In the tight-knit hospital community in Queens, hospital executives said Mr. Seminerio is known as the “rabbi” of Jamaica Hospital, where he held a fund-raiser in March to celebrate three decades in office. Photographs of Mr. Seminerio embracing hospital executives — including the president and CEO of MediSys, David Rosen — were posted on the Web site of a local newspaper, the Queens Courier.

Executives interviewed by the Sun highlighted details in the complaint against Mr. Seminerio that they said were telling. In particular, they called attention to a June 20 conversation between Mr. Seminerio and a hospital executive in which they discuss the hospital’s acquisition of other hospitals.

Sources said the hospitals being sought were Mary Immaculate and St. John’s, two financially troubled facilities that previously were owned by Saint Vincent’s Catholic Medical Centers. Last year, the Catholic health system sold the hospitals to a newly formed corporation, Caritas, as part of its plan to emerge from bankruptcy. A spokeswoman for Caritas said it is seeking an affiliate to help finance operating costs, and she said in recent months more than one hospital has signaled interest in acquiring the two hospitals. Caritas executives declined to elaborate, citing confidentially agreements with the interested hospitals.

Representatives from North Shore, which has expressed interest in buying Caritas, denied a financial connection to Mr. Seminerio. “We were not the hospital executives that were being referred to,” a spokesman for the 15-hospital health network, Terry Lynam, said. Ole Pedersen, a spokesman for MediSys, which also had expressed interest in Caritas, said: “We have no comment that we’ll be providing.”

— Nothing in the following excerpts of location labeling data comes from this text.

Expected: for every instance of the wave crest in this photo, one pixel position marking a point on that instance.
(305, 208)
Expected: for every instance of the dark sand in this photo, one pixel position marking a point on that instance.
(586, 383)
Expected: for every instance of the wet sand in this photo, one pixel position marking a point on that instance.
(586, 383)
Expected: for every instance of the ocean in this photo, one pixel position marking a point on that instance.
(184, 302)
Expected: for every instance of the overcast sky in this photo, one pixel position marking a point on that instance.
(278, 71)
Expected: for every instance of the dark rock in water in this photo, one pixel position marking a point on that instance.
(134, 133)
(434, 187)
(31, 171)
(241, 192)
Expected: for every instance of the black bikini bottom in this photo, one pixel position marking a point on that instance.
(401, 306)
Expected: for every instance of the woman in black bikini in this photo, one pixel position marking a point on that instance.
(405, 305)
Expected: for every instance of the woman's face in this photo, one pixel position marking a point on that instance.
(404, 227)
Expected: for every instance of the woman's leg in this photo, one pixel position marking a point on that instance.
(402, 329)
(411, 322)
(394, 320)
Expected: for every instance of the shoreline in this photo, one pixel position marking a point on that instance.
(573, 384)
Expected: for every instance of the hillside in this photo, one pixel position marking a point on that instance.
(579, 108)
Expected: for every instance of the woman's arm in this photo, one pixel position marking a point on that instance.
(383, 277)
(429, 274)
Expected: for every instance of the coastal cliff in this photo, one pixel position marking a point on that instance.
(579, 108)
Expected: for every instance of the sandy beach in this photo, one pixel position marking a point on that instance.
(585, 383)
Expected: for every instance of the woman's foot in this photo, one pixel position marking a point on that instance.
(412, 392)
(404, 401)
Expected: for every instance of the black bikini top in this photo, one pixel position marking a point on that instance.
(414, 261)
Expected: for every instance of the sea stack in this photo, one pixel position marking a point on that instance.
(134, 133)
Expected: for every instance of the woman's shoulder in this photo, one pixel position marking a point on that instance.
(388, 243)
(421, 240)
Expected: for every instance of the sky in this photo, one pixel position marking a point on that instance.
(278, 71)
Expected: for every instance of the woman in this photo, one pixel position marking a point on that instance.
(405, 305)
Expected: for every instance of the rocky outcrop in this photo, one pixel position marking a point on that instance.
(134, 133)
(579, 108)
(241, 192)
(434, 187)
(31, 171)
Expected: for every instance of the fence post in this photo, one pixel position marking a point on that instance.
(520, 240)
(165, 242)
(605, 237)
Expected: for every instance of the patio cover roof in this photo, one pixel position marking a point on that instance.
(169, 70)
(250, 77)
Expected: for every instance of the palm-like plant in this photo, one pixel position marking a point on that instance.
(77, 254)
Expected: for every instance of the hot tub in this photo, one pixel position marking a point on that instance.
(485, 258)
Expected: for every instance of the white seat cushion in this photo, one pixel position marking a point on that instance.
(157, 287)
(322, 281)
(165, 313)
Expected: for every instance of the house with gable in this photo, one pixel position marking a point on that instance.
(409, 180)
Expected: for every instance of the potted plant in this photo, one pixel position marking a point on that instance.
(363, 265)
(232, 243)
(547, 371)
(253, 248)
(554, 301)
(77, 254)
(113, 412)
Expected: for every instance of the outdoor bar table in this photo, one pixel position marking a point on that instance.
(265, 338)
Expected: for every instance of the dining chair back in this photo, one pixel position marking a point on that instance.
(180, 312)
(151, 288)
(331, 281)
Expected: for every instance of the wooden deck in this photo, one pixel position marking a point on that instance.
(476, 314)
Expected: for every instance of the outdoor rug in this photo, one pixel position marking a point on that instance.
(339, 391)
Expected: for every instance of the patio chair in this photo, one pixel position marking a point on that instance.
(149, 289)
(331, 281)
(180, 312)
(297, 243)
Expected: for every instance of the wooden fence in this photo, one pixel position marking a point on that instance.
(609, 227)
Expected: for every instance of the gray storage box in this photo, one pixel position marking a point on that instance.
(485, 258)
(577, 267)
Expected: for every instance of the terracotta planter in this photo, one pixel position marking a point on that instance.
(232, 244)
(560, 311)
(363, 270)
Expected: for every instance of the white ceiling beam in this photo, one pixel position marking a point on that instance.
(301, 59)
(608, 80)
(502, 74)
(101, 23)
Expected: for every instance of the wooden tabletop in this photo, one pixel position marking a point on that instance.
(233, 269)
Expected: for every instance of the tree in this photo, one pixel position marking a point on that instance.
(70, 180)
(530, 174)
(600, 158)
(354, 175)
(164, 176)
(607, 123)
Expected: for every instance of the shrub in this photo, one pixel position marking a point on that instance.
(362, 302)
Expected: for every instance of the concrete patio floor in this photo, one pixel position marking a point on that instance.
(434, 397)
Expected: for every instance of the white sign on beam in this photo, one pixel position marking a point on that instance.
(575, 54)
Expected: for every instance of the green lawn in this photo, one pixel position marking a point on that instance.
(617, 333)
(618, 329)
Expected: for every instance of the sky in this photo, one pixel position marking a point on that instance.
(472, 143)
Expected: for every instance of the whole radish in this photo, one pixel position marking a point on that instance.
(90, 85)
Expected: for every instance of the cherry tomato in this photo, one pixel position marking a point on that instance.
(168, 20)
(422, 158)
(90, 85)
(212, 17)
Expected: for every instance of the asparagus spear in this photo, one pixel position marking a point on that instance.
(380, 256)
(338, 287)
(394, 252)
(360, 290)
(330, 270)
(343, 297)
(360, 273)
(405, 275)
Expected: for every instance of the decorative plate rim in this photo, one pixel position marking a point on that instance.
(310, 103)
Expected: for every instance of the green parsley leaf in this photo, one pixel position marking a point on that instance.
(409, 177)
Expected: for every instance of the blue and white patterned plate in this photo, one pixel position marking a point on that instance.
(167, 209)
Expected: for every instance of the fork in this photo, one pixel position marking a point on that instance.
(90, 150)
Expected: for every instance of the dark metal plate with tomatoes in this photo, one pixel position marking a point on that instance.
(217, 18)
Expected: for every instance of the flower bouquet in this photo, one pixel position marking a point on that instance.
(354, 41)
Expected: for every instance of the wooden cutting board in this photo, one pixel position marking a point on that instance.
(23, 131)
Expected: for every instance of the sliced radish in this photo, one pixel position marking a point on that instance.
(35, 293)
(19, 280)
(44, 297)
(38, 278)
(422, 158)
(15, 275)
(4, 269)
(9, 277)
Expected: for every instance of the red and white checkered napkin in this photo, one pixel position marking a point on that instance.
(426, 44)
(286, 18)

In the complaint, prosecutors also refer to the hospital implicated in the corruption as one “whose funding was substantially affected by the budget of the State of New York.” The financial impact on the three MediSys hospitals would have been $54 million, according to an analysis done by hospital industry groups and publicized during budget negotiations last month. Prosecutors also said a Medicaid-managed health care plan affiliated with the hospital paid $80,000 to Mr. Seminerio. MediSys runs such a health management organization, called Neighborhood Health Providers.

Following the arrest of Mr. Seminerio, hospital executives expressed dismay at how the relationship between the longtime lawmaker and hospitals played out. “Obviously, we’re concerned but not completely surprised,” the senior director of marketing at Mount Sinai Hospital of Queens, John Kump, said.

Some said any deal between the assemblyman and MediSys executives reflects the desperation felt in Queens, a medically underserved community, to keep hospitals financially afloat. “Clearly this situation is a reflection on how important health care is in Queens and how it has to be addressed,” Mr. Kump said.